The shuffling and sniffing of the wraith-like pony behind her grew more immediate and despairing. Arika snorted loudly, pushing thoughts of the terrified creature away, and pointed her blade up at the scruffy unicorn.
“Leave it alone,” Arika ordered loudly and clearly, taking a simple but meaningful step forward.
The unicorn’s stupid smile faltered slightly. She eyed Arika with a dubious expression, as if not quite understanding her reaction.
“But it’s fun?” she explained. Or questioned; Arika wasn’t quite certain which.
“Leave it alone or I’ll tear out your horn and beat you to death with it,” Arika said, letting just the right amount of her carefully concealed tension slip through her otherwise cold, emotionless tone.
“Aww come on! It’s not like they’re real...” the unicorn whined, rolling her eyes dramatically. “They’re just shadows of...stuff, y’know?”
The mare leapt from the ledge with surprising dexterity and grace for such a bony, fragile thing. Arika snarled and lifted her blade, but the unicorn didn’t seem to acknowledge it. Instead, she gave the griffon an excited grin, as her horn began to glow a bright purple.
“Hey, check this out! I can make him do the most adorable little wail—”
“I said STOP!”
Arika launched forward, blade poised to separate the mare’s head from her shoulders. Before the unicorn could so much as blink, the sword connected with her neck, but the blade slashed through as if she was made of air.
The effect on the mare however, was immediate. Bright cracks quickly danced over her form as she grinned widely at Arika.
Then she shattered.
Arika gave a cry as she leapt back, baffled as the mare disintegrated like a china pot smashing on the floor; pieces of white glass flying in every direction, which then turned to smoke themselves. The creature took its chance and broke out from it’s corner, but Arika ignored it.
“The griffon warrior with a heart of gold?” a curious voice chirped from behind her, breaking her out of her brief reverie.

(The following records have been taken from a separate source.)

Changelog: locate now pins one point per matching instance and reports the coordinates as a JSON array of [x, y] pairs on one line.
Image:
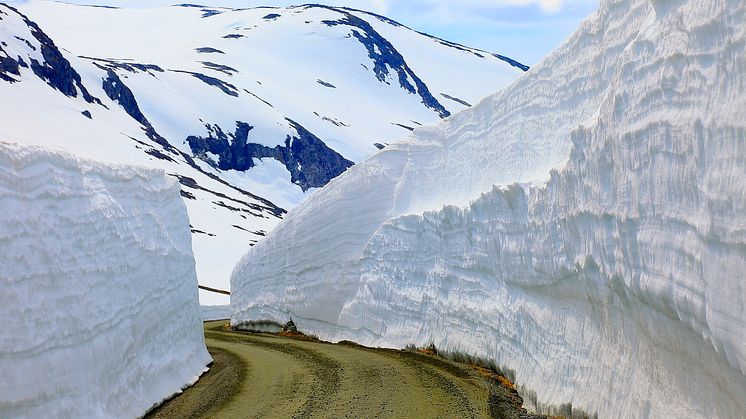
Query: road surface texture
[[264, 375]]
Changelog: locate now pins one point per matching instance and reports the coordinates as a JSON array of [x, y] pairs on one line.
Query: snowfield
[[252, 109], [586, 226], [99, 299]]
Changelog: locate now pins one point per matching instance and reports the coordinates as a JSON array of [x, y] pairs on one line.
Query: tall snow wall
[[98, 291], [586, 226]]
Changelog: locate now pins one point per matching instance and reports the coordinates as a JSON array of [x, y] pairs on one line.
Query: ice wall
[[98, 292], [585, 226]]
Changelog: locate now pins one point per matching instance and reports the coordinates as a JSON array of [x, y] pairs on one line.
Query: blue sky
[[525, 30]]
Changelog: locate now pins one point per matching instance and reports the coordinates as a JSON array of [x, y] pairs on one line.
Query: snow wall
[[98, 292], [586, 226]]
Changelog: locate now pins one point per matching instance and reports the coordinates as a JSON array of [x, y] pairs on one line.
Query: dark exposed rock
[[124, 65], [117, 91], [8, 66], [476, 52], [227, 88], [208, 50], [210, 12], [265, 102], [455, 99], [28, 44], [188, 195], [386, 57], [310, 162], [220, 67], [55, 70], [290, 326], [403, 126], [512, 62], [268, 205]]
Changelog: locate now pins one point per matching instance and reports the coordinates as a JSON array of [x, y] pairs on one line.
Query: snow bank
[[98, 292], [586, 226]]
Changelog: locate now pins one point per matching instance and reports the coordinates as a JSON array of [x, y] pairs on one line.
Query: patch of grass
[[485, 366]]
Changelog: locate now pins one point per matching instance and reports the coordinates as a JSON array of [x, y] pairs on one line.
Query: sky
[[525, 30]]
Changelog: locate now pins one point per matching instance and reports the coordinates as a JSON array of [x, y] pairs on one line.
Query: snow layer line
[[586, 226], [98, 291]]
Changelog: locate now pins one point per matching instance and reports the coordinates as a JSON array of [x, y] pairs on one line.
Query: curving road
[[261, 375]]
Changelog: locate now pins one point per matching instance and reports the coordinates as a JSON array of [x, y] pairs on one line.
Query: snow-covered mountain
[[250, 108], [586, 226], [99, 302]]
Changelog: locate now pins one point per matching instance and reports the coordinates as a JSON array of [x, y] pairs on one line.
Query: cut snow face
[[312, 88], [98, 288], [583, 226]]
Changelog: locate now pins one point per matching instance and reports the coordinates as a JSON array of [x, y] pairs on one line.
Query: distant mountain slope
[[249, 108], [585, 226]]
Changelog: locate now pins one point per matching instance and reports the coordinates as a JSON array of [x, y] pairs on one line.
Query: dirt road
[[261, 375]]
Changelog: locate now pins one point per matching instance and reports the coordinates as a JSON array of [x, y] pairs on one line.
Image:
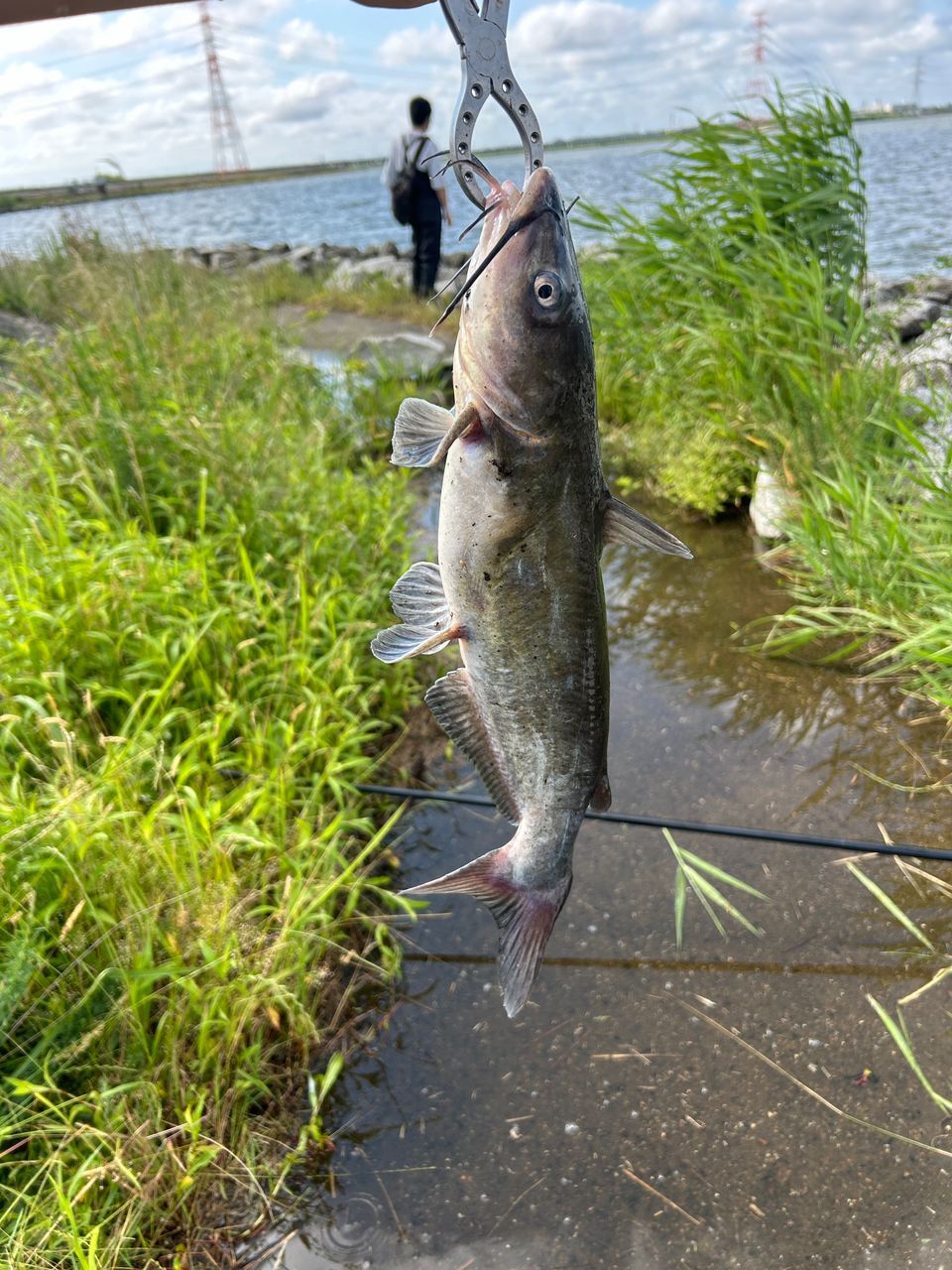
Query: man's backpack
[[409, 186]]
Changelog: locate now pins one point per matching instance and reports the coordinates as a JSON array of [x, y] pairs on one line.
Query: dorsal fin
[[417, 597], [457, 711], [622, 524], [424, 432]]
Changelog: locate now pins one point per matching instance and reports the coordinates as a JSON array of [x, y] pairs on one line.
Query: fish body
[[525, 512]]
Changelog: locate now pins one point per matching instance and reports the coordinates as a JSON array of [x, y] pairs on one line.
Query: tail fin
[[524, 915]]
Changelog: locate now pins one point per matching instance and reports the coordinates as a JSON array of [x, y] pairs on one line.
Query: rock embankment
[[339, 266]]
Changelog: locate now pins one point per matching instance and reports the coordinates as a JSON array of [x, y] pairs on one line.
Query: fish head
[[525, 345]]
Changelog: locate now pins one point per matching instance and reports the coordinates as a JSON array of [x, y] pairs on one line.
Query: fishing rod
[[653, 822]]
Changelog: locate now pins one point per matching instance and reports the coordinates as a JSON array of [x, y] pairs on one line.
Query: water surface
[[474, 1141], [907, 166]]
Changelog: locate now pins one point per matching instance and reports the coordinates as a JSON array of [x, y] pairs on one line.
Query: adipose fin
[[525, 919], [424, 432]]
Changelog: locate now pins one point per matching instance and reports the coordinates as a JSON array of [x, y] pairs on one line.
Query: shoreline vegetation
[[107, 186], [198, 538], [197, 547]]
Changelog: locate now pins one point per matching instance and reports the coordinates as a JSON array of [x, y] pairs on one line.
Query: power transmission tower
[[757, 84], [916, 80], [227, 149]]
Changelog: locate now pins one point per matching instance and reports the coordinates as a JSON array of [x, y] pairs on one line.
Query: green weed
[[195, 545]]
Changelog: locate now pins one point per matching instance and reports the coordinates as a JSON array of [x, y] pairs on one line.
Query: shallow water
[[468, 1141], [907, 167]]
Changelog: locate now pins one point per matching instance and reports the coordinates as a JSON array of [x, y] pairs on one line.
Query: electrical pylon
[[227, 149], [757, 84]]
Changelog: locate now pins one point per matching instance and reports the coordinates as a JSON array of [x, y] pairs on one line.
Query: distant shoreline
[[32, 198]]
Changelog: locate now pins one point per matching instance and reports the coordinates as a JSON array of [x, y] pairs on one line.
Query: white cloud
[[302, 42], [409, 46]]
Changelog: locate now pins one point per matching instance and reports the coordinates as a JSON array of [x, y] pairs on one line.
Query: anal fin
[[420, 601], [398, 643], [524, 915], [622, 524], [424, 432], [457, 711]]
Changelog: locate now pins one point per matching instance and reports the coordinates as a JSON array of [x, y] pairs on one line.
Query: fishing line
[[653, 822]]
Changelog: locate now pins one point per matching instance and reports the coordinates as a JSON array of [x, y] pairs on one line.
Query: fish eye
[[548, 290]]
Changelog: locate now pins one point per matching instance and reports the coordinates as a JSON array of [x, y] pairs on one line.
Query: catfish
[[525, 513]]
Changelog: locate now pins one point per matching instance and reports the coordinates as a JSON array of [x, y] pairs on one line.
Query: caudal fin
[[525, 919]]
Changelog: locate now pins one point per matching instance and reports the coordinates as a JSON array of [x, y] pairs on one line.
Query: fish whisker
[[474, 223], [517, 223]]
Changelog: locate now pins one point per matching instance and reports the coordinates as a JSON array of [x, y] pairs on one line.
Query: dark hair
[[420, 111]]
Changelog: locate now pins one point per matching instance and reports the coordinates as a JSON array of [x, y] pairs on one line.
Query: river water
[[467, 1141], [907, 167]]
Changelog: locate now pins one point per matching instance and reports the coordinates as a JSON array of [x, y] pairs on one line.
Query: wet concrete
[[612, 1124]]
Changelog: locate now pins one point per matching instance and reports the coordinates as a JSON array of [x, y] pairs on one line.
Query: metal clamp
[[480, 33]]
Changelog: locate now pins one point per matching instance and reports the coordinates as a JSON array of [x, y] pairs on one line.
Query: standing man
[[430, 202]]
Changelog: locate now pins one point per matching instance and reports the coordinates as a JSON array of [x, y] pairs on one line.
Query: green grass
[[730, 335], [195, 545]]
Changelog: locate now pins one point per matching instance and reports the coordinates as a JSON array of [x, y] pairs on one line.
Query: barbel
[[654, 822], [480, 31]]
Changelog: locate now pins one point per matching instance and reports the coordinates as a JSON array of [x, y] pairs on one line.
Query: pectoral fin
[[457, 711], [602, 797], [417, 597], [424, 432], [622, 524]]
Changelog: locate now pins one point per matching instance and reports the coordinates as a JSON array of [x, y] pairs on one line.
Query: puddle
[[468, 1141]]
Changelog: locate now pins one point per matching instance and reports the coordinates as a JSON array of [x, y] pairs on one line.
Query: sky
[[312, 80]]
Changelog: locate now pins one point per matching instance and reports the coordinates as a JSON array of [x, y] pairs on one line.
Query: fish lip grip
[[480, 32]]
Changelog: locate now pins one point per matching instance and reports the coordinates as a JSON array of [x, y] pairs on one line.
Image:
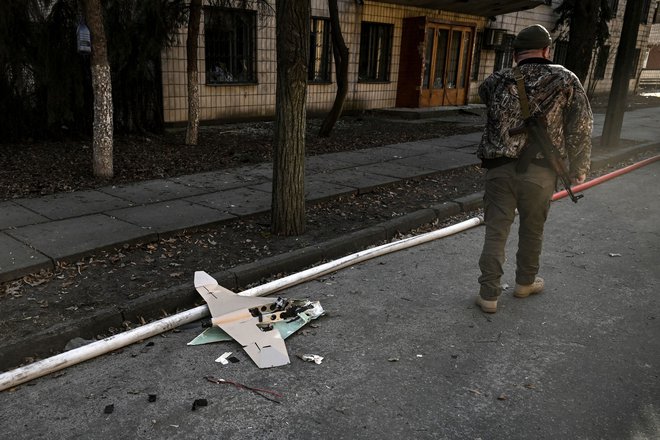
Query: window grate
[[375, 51], [230, 45], [320, 48]]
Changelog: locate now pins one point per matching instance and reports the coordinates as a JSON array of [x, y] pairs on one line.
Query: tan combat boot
[[523, 291]]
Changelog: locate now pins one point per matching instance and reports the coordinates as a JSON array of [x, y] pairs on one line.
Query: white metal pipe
[[58, 362], [358, 257]]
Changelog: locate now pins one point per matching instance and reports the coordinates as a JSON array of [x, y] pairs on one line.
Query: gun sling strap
[[529, 152]]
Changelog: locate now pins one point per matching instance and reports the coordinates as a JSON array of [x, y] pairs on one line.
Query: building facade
[[400, 55]]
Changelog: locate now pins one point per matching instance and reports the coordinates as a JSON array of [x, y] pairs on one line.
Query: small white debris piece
[[223, 359], [312, 358]]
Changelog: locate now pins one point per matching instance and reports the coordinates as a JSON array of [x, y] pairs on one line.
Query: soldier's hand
[[578, 179]]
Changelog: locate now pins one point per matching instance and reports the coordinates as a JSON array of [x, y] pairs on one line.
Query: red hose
[[604, 178]]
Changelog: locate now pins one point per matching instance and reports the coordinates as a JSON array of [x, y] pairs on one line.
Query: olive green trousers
[[506, 191]]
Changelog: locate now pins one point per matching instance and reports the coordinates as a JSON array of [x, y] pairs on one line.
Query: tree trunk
[[288, 203], [102, 85], [193, 75], [340, 52], [582, 36]]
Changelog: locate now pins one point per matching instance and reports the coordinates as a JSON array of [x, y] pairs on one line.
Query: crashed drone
[[260, 325]]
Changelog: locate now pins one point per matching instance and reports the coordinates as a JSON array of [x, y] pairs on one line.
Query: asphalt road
[[408, 355]]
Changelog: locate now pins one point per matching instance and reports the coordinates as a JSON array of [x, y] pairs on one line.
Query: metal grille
[[320, 48], [375, 51], [230, 45], [504, 55], [601, 62]]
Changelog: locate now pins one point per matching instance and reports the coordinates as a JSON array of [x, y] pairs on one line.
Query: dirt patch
[[75, 290]]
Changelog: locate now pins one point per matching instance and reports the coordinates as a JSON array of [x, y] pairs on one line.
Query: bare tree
[[192, 130], [340, 51], [292, 35], [586, 21], [102, 144]]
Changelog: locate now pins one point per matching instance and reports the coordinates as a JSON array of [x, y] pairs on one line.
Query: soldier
[[554, 94]]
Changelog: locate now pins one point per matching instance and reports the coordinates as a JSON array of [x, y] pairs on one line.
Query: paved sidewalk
[[36, 233]]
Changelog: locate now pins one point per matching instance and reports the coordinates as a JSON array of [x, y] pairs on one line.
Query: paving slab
[[396, 169], [444, 160], [71, 238], [407, 149], [371, 155], [353, 178], [315, 189], [13, 215], [419, 148], [322, 164], [18, 259], [238, 201], [152, 191], [219, 180], [171, 216], [73, 204]]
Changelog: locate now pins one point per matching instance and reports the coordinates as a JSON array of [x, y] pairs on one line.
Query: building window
[[375, 51], [561, 52], [633, 72], [645, 11], [504, 53], [320, 48], [601, 62], [476, 59], [230, 45]]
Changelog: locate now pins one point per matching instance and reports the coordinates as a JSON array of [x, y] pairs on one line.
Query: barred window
[[645, 12], [375, 51], [601, 62], [633, 72], [476, 61], [504, 54], [614, 6], [561, 52], [230, 45], [320, 48]]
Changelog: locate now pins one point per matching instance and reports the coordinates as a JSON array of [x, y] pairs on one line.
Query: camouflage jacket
[[555, 94]]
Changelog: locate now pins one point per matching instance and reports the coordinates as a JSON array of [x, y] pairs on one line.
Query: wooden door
[[446, 65]]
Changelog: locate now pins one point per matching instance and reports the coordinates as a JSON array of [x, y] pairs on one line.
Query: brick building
[[403, 53]]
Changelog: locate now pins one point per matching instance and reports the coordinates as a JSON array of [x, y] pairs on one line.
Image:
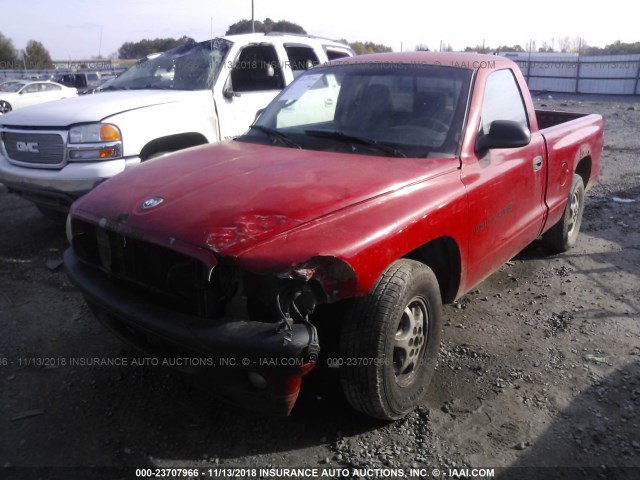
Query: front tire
[[390, 342], [5, 107], [564, 234]]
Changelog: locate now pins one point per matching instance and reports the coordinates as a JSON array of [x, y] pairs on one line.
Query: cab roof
[[285, 37], [466, 60]]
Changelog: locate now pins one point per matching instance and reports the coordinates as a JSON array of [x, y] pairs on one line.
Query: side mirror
[[503, 134], [229, 93]]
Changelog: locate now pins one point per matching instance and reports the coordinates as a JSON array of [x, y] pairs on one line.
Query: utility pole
[[253, 20], [100, 44]]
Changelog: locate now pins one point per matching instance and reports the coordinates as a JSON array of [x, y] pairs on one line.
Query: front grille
[[37, 148], [160, 275]]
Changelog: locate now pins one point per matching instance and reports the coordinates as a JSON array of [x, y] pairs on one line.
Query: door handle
[[537, 163]]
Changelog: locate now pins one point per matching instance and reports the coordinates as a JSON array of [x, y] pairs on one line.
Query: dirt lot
[[540, 366]]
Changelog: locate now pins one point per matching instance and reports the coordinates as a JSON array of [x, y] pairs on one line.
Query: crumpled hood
[[229, 197], [93, 108]]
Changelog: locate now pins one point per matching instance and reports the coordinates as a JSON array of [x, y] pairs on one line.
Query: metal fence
[[609, 75]]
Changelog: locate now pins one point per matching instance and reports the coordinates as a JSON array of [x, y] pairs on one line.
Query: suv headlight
[[95, 141]]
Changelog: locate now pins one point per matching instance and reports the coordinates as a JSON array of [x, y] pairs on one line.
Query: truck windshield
[[401, 109], [188, 67]]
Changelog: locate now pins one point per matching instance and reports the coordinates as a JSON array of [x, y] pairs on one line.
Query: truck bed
[[551, 118]]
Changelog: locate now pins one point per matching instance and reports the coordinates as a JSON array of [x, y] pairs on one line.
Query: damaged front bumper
[[253, 364]]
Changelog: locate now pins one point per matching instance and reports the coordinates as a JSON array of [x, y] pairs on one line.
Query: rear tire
[[564, 234], [390, 342]]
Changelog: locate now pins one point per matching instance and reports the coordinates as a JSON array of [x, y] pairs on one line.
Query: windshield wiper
[[109, 87], [383, 147], [276, 134]]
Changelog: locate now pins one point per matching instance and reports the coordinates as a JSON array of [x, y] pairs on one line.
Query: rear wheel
[[390, 342], [564, 234], [5, 107]]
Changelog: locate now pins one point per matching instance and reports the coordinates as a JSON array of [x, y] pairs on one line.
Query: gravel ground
[[539, 375]]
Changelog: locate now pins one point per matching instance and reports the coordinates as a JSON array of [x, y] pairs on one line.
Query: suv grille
[[37, 148]]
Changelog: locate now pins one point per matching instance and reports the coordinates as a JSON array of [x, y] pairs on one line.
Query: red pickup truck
[[369, 192]]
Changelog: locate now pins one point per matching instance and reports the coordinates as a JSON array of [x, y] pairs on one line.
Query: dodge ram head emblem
[[151, 202]]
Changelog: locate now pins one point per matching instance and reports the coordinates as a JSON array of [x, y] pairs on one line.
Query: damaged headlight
[[95, 141]]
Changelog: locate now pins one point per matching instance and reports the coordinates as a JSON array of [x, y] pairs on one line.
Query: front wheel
[[5, 107], [564, 234], [390, 342]]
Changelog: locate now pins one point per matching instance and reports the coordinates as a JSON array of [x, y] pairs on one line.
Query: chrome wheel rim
[[410, 341]]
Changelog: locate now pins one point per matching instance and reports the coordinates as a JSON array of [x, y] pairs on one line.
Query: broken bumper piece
[[248, 363]]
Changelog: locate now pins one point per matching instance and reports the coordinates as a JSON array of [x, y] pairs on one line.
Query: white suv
[[191, 95]]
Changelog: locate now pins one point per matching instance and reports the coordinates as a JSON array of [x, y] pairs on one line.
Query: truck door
[[505, 187], [253, 81]]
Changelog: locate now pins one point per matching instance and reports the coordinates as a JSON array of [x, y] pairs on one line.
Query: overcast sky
[[72, 28]]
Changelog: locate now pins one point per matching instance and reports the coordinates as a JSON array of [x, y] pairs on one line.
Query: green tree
[[8, 54], [244, 26], [36, 56], [134, 50]]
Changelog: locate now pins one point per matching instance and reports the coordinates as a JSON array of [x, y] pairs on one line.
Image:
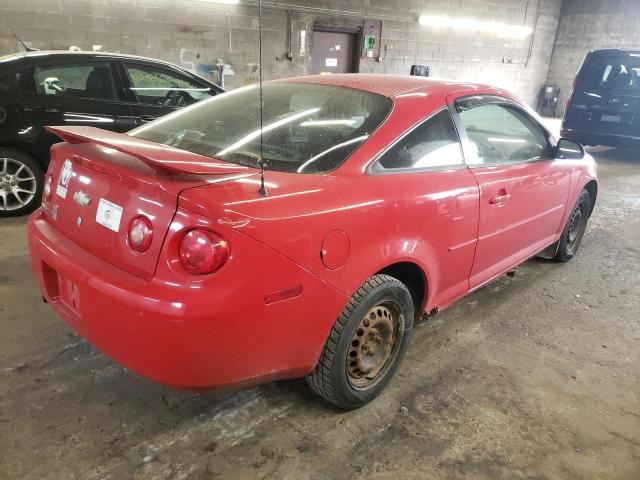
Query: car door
[[80, 91], [523, 189], [156, 89], [437, 202]]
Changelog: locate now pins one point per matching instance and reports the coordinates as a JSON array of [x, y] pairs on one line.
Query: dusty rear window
[[307, 128]]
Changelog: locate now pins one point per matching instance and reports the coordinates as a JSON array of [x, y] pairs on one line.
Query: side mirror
[[569, 150]]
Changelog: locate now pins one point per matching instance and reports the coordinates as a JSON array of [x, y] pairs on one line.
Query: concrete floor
[[535, 376]]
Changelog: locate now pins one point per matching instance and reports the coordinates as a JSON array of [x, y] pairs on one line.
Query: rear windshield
[[307, 128], [613, 73]]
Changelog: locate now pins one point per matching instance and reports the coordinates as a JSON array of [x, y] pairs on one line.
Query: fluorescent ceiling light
[[225, 2], [472, 25]]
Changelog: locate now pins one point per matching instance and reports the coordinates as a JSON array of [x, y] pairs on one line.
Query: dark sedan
[[111, 91]]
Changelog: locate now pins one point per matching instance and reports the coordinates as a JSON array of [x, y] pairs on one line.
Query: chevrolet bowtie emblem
[[81, 198]]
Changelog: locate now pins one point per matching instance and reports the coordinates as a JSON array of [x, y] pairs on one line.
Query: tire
[[574, 229], [361, 356], [21, 182]]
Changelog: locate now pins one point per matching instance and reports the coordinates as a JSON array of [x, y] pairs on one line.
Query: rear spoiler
[[154, 154]]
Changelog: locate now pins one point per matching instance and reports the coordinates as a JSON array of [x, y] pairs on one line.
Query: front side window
[[163, 87], [502, 134], [306, 128], [434, 144], [11, 80], [87, 80]]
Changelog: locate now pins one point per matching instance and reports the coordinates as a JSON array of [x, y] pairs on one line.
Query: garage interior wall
[[200, 35], [588, 25]]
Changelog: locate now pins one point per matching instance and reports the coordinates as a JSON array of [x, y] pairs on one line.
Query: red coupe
[[226, 245]]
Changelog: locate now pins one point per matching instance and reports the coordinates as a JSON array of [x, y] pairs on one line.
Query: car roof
[[614, 52], [38, 54], [386, 84]]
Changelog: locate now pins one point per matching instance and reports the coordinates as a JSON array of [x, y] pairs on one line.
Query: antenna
[[28, 49], [262, 190]]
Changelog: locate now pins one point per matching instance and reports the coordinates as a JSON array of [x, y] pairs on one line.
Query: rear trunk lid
[[606, 97], [101, 181]]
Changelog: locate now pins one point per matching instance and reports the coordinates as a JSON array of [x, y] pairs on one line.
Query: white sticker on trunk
[[66, 172], [109, 214]]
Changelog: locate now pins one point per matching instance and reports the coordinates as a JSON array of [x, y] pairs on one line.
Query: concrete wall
[[588, 25], [200, 35]]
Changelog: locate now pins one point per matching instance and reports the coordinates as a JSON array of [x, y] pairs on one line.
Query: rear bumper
[[586, 137], [186, 334]]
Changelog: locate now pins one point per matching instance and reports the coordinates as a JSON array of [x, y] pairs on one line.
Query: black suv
[[111, 91], [604, 108]]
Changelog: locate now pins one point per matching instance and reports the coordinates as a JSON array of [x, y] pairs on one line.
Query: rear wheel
[[21, 181], [574, 229], [366, 344]]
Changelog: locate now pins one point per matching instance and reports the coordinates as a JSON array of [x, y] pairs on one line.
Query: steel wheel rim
[[576, 227], [374, 344], [17, 184]]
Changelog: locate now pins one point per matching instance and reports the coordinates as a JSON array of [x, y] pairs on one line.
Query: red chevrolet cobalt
[[223, 245]]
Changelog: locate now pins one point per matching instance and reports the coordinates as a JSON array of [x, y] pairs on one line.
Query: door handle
[[41, 108], [500, 199]]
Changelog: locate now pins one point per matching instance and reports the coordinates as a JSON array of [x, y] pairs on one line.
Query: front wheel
[[366, 344], [574, 229], [21, 181]]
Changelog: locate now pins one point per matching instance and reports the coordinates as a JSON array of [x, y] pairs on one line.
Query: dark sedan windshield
[[307, 128]]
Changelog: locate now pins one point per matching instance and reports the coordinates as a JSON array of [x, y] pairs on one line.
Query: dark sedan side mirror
[[569, 150]]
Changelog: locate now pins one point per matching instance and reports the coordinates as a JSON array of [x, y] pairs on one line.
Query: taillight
[[48, 188], [202, 251], [140, 233]]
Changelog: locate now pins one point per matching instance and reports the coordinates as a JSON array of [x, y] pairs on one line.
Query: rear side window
[[87, 80], [433, 144], [164, 87], [501, 134], [613, 73]]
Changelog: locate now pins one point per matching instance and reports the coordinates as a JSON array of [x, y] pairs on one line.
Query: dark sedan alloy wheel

Arika grit her beak and turned, finding herself confronted with the unicorn—untouched and unharmed from her previous decapitation. She was even smaller up close—barely an adult by pony standards. Under her short, blood red mane, her huge purple eyes drank in Arika’s expressions like a thirsty child. A purple choker was attached around her neck; a small necklace—ending with a skull shaped amulet—swung back and forth as she walked. She was indeed lithe to the point of looking unhealthy, and her flank was marked by a pair of masks. One was weeping, with tears running down its cheeks; the other was full of mirth, its whole face shaped with laughter lines.
There were also three of her.
“Magic...” Arika spat.
“It’s just sooooo...romantic,” the middle one said dreamily with half-lidded eyes.
“You kinda have to wonder why she’s here. Doesn’t seem the type for the whole…‘murder everyone to make your wish come true’ thing,” Right pondered aloud.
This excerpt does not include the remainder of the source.